Everyman Theatre, Liverpool – until 18 May 2019
Think Sweeney Todd and think gothic Victoriana; think Angela Lansbury camp, or a brooding Johnny Depp – there’s a lot of stylistic shorthand that comes with Stephen Sondheim’s take on the tale of the Demon Barber of Fleet Street.
So get down to the Everyman, and prepare to start all over again – and love every minute. Associate director Nick Bagnall’s vision is unique, intense and exciting, bringing out the very best of the venue and its performers.
Set in the round and with the cast in anachronistic, contemporary costume, his stripped-back Sweeney packs all the punch fans of the modern American opera would want and expect, and additionally brings so much more to the table.
Musical director Tarek Merchant leads a four-piece band that not only provides a deceptively big, and faultless, sound, but the musicians also weave in and out the production as ‘extras’ as called for.
From the moment the nine-strong cast assemble to position themselves around a large, circular grid that comprises the set and begin The Ballad of Sweeney Todd, the intimacy and sense of urgency is arresting.
Among a mostly local cast stands a notable outsider – and bona fide EastEnder (Little Mo, as was) – in Kacey Ainsworth as Mrs Lovett. Too on the nose? Not a bit, it turns out. As the proprietor of the café with the worst pies in London, Ainsworth nails every scene, perfectly navigating black comedy and the drama of blacker misdeeds. Liam Tobin, a veteran of the Everyman’s ensemble experiment of recent years, takes the lead as Sweeney and carries the role with aplomb. They make excellent partners in crime.
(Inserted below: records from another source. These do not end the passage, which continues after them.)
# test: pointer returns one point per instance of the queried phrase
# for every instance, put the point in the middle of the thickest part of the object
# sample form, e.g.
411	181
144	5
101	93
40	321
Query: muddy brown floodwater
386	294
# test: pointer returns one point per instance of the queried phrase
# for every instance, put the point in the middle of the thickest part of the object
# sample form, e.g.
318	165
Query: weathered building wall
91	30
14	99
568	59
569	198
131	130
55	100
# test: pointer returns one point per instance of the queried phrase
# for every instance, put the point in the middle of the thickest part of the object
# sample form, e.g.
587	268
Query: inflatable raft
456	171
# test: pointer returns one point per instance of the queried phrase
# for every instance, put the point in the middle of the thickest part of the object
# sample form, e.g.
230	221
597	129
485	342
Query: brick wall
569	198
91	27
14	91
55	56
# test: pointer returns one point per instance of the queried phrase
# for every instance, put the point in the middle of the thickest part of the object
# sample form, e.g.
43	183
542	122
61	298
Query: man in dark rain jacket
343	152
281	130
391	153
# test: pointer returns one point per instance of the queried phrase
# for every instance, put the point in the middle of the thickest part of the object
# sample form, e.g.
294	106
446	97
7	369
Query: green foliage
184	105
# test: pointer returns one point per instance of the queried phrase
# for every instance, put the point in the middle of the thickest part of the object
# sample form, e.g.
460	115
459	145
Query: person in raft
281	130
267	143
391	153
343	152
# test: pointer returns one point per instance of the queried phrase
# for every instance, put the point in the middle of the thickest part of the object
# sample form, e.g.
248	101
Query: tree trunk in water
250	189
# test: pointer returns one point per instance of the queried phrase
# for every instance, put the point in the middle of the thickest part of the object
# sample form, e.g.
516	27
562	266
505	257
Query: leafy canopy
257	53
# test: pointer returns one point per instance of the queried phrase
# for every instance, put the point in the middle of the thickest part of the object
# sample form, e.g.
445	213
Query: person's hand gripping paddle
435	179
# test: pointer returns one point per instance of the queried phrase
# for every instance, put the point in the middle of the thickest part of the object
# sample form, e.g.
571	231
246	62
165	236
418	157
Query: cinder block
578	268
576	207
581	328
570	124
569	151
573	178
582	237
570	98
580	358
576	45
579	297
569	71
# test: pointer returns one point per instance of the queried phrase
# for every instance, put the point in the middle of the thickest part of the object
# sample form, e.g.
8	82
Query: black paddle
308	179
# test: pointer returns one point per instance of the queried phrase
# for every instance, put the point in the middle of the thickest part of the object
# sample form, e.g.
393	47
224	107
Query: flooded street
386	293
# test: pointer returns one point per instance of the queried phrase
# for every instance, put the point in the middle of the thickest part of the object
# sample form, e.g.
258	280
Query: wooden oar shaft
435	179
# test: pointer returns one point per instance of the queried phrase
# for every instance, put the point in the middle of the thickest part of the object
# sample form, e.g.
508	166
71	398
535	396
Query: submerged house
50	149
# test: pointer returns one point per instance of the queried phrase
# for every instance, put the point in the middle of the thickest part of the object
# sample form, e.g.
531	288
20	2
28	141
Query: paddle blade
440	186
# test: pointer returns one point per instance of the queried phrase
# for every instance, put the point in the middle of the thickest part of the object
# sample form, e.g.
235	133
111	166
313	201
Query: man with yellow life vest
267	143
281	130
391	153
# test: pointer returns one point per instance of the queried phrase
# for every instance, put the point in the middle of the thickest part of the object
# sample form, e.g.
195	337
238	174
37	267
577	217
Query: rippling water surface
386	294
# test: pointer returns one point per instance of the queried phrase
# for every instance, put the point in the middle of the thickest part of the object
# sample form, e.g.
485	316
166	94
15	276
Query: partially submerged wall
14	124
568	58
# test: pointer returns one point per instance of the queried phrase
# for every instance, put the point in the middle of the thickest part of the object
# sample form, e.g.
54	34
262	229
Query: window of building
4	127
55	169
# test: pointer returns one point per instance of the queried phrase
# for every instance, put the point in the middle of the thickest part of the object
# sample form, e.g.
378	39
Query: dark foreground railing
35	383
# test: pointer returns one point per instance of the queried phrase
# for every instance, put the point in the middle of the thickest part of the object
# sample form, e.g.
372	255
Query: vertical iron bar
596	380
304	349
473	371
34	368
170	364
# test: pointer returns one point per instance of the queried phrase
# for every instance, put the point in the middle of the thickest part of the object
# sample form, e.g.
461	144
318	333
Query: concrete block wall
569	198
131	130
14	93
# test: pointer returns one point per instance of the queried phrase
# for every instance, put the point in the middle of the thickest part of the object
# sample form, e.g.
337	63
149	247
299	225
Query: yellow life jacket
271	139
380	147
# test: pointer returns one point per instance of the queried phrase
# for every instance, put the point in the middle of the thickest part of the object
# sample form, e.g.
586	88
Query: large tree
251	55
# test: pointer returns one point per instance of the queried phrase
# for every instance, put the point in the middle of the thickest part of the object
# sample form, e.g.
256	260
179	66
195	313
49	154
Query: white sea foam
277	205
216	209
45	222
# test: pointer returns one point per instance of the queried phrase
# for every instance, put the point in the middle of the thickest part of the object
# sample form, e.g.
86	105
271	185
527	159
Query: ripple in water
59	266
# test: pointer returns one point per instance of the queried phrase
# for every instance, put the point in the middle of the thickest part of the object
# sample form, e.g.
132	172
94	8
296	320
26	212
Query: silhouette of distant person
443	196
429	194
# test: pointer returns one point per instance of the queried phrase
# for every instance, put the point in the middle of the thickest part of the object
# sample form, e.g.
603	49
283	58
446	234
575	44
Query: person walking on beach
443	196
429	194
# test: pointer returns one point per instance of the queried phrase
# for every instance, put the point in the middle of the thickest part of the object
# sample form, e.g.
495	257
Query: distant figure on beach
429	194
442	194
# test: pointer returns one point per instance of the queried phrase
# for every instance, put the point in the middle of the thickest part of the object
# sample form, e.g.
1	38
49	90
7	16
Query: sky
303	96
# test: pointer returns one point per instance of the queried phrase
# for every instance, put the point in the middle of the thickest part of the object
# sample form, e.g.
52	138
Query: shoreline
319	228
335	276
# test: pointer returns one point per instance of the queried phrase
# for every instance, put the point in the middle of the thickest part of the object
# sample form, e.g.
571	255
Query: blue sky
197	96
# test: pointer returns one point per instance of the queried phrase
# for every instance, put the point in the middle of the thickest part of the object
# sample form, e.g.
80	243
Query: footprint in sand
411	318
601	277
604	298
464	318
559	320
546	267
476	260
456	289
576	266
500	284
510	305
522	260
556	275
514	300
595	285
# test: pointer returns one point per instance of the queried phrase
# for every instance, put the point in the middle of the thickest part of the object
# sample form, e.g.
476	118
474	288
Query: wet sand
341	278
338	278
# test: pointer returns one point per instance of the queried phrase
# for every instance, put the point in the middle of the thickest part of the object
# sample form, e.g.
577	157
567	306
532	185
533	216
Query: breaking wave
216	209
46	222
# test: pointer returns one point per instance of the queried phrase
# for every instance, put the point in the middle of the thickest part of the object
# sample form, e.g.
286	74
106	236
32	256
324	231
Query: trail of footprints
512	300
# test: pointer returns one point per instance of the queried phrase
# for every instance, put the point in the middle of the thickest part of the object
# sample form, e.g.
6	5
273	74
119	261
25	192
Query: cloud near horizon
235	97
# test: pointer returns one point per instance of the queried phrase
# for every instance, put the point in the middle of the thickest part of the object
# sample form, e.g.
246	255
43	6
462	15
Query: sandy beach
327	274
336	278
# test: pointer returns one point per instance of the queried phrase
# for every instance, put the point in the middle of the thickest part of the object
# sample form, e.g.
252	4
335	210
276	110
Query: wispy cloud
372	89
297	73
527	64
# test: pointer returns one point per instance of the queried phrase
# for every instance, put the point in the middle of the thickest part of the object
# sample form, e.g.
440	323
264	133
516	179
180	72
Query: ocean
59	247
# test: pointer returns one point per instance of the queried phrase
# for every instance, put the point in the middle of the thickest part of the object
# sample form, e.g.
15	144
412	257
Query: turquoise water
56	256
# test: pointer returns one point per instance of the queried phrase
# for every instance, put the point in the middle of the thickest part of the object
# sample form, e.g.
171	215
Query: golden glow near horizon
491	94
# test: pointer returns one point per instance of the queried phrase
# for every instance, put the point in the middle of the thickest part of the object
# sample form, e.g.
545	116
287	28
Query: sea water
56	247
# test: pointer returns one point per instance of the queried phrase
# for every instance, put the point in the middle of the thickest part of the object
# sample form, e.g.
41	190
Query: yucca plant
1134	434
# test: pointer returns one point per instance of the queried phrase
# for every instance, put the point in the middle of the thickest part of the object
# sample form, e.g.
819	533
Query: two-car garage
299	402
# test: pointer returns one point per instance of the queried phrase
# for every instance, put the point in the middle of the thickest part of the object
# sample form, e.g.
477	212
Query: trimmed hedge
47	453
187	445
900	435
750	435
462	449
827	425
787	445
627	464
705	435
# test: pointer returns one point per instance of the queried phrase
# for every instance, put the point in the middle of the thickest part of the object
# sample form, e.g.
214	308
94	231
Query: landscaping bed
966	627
But all round this is an ensemble that truly convinces and connects, both with themselves and with the audience. Such a familiar face on the Liverpool stage, Paul Duckworth proves he is still full of surprises, playing the abominable Judge Turpin with gravitas and a mean bass. Bryan Parry as wide-eyed naif Anthony and Keziah Joseph as Johanna give a musical theatre polish and presence to the central romance. Emma Dears, Shiv Rabheru, Dean Nolan and Mark Rice-Oxley complete a quite outstanding cast.
Fight director Kev McCurdy deserves a mention, too, for some of the most truly convincing tussles I can remember seeing on stage – Sweeney’s fight to the death with nemesis Pirelli (a scenery-chewing Nolan) busts some genuinely wince-inducing moves. And lighting designer Mark Jonathan illuminates stark and striking scenes throughout – Judge Turpin’s creepy Mea Culpa, multiple shadows cast against a cross, is a chilling highlight.
It’s not that the cast and crew make what they’re doing look easy, or fun; the gritty hustle and fight for survival on the streets of London is palpable with every turn of the rusty, revolving grid of a set, which the cast rotate themselves to portray everything from Mrs Lovett’s bakehouse to Bedlam.
The gore is more symbolic than graphic; there are no gimmicks necessary to ram the story home. The balance of comedy and tragedy is damn near perfect, and this production has an unforgettable, gutsy intensity that easily places it among the Everyman’s finest.